Por meio dos relatos presentes na história da ficção, percebe-se os imigrantes italianos
como trabalhadores e ambiciosos, fato mencionado em um diálogo de Bento com José
Bernardino que, ao ouvir um italiano referindo-se a eles como "peladròn", palavra utilizada
para designar alguém preguiçoso, que não gosta de trabalhar, comenta:
- Ah, é isso? Nós somos os que não trabalham?
- Sejamos francos, Zé Bernardino. Quem trabalha por nós são os escravos, e agora
eles, os imigrantes. Eles nos dão lição de trabalho. Estou aqui desde o começo e é
incrível o que eles conseguiram nesse pouco tempo. Eles se matam de trabalhar.
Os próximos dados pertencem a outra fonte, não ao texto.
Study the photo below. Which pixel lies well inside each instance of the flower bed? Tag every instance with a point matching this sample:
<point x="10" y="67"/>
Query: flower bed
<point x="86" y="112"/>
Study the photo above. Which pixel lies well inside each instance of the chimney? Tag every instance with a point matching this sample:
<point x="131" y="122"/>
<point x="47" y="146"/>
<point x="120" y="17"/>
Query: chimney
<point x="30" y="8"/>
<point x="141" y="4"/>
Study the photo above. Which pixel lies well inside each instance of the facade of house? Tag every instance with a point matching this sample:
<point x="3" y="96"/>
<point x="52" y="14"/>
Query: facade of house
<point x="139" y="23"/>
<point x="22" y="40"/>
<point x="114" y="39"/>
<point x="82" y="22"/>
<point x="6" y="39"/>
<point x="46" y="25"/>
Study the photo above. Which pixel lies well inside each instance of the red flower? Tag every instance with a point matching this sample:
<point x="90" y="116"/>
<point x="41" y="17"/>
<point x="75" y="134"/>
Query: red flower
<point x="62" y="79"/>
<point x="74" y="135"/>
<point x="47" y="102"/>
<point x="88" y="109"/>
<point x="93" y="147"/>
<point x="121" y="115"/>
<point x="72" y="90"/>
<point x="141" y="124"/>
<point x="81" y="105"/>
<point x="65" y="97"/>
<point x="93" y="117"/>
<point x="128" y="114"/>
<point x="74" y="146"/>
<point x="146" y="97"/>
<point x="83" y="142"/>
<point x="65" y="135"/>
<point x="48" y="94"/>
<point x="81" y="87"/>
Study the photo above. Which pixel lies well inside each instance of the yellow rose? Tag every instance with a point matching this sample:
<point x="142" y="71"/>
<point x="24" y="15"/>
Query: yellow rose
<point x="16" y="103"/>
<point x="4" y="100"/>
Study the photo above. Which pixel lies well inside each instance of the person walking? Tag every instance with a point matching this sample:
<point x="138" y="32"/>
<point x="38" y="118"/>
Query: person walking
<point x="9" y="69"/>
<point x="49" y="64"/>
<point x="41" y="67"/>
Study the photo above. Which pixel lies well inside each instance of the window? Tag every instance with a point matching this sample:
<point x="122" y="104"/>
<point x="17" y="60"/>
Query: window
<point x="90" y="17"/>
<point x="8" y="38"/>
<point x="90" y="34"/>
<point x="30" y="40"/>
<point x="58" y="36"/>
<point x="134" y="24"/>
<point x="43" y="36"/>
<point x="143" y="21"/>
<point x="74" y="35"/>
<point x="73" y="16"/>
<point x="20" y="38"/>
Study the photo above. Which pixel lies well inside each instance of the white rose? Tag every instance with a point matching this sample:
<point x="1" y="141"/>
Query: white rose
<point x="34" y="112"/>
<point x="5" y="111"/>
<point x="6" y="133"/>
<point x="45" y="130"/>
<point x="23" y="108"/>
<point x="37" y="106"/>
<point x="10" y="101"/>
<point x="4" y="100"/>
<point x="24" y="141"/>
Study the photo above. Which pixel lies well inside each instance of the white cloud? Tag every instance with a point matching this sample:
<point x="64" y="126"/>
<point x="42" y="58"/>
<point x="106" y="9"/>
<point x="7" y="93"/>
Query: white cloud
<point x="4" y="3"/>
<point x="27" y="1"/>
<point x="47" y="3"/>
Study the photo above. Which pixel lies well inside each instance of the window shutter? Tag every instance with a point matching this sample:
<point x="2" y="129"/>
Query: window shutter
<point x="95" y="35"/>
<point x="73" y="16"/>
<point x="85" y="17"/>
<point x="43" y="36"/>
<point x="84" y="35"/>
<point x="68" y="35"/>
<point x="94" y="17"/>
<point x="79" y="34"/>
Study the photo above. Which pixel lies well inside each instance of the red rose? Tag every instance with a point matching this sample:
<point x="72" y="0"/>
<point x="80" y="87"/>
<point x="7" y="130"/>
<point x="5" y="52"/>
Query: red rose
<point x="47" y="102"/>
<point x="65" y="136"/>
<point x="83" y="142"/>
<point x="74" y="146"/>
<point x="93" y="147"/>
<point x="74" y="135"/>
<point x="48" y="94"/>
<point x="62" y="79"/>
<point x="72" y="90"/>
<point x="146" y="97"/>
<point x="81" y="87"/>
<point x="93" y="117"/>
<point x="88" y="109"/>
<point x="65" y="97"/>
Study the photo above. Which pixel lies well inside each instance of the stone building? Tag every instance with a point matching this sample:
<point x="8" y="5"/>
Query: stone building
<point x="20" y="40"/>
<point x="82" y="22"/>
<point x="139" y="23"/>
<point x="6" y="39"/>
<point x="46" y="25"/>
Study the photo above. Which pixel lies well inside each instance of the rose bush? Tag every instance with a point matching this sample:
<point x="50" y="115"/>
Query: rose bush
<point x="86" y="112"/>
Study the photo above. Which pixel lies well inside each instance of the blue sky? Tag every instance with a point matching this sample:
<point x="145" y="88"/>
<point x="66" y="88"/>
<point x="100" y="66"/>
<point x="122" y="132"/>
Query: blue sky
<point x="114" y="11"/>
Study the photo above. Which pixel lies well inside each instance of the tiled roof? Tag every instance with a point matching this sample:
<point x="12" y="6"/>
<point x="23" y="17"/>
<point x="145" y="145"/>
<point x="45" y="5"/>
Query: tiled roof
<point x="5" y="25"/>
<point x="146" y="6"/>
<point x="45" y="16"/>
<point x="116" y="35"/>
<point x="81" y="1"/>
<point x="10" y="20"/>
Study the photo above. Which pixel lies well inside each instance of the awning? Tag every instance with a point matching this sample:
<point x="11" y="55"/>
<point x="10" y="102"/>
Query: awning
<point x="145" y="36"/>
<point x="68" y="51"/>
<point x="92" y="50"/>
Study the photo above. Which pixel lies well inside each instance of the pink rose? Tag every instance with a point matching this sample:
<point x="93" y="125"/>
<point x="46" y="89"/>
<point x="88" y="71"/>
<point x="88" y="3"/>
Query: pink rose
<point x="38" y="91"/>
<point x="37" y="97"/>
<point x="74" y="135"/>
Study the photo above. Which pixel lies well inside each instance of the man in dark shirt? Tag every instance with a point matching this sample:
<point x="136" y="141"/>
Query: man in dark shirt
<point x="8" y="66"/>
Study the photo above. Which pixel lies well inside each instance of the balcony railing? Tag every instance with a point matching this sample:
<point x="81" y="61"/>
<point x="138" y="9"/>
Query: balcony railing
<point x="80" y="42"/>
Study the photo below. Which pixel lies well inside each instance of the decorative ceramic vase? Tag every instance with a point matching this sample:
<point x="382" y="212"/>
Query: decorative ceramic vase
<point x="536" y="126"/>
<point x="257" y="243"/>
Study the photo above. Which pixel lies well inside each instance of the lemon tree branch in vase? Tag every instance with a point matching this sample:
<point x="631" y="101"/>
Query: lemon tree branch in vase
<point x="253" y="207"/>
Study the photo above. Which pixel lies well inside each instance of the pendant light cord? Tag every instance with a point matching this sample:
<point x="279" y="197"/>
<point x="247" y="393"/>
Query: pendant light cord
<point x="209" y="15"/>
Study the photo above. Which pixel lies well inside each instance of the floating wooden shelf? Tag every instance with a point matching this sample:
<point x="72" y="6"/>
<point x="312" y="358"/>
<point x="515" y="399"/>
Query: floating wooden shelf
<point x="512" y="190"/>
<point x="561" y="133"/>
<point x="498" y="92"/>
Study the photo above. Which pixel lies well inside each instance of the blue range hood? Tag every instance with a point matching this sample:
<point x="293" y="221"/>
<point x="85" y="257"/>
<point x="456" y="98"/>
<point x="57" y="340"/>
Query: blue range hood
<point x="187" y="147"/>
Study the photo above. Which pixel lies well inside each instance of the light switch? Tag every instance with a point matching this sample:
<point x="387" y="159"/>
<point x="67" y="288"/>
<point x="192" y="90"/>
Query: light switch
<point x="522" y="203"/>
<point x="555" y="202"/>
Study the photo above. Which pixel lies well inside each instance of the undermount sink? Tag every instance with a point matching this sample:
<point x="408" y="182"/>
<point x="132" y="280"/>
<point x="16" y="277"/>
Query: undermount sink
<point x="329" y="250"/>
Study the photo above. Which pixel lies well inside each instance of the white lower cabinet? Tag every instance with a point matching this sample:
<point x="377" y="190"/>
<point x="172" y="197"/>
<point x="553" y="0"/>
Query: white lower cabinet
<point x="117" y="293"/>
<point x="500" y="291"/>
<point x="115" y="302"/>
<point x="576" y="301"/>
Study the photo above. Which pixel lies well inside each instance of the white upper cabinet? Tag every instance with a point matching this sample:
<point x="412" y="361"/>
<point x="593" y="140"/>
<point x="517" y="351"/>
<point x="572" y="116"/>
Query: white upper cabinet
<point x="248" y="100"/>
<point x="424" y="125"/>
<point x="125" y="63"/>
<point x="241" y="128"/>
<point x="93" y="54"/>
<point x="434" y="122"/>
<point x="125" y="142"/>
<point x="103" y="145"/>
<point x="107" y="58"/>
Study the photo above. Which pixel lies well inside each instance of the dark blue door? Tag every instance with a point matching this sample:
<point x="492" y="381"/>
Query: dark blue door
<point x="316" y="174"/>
Todos, homens, mulheres, até as crianças (POZENATO, 2011, p. 206).
Além disso, a fé religiosa dos imigrantes também é bastante citada, seja no navio,
quando vieram para o Brasil e rezaram pedindo proteção e coragem, seja na colônia, quando
Góes, o Engenheiro Chefe, comenta que os imigrantes são muito religiosos e, por isso, têm
mais paciência para enfrentar as adversidades. No entanto, essa crença não chega a ser
exaltada, permanece presente na história, quando a igreja é construída e quando o padre passa
para visitar as famílias.
Por outro lado, a crença é permeada por uma questão de status, estando inserida em
um contexto de inveja, mesquinharia e ambição. A construção da igreja, na história, é motivo
de polêmica, uma vez que cada personagem deseja que ela represente o santo pelo qual tem
simpatia. Como os homens não conseguem chegar a um acordo, são construída diversas
igrejas, de maneira que cada grupo possa exaltar sua crença.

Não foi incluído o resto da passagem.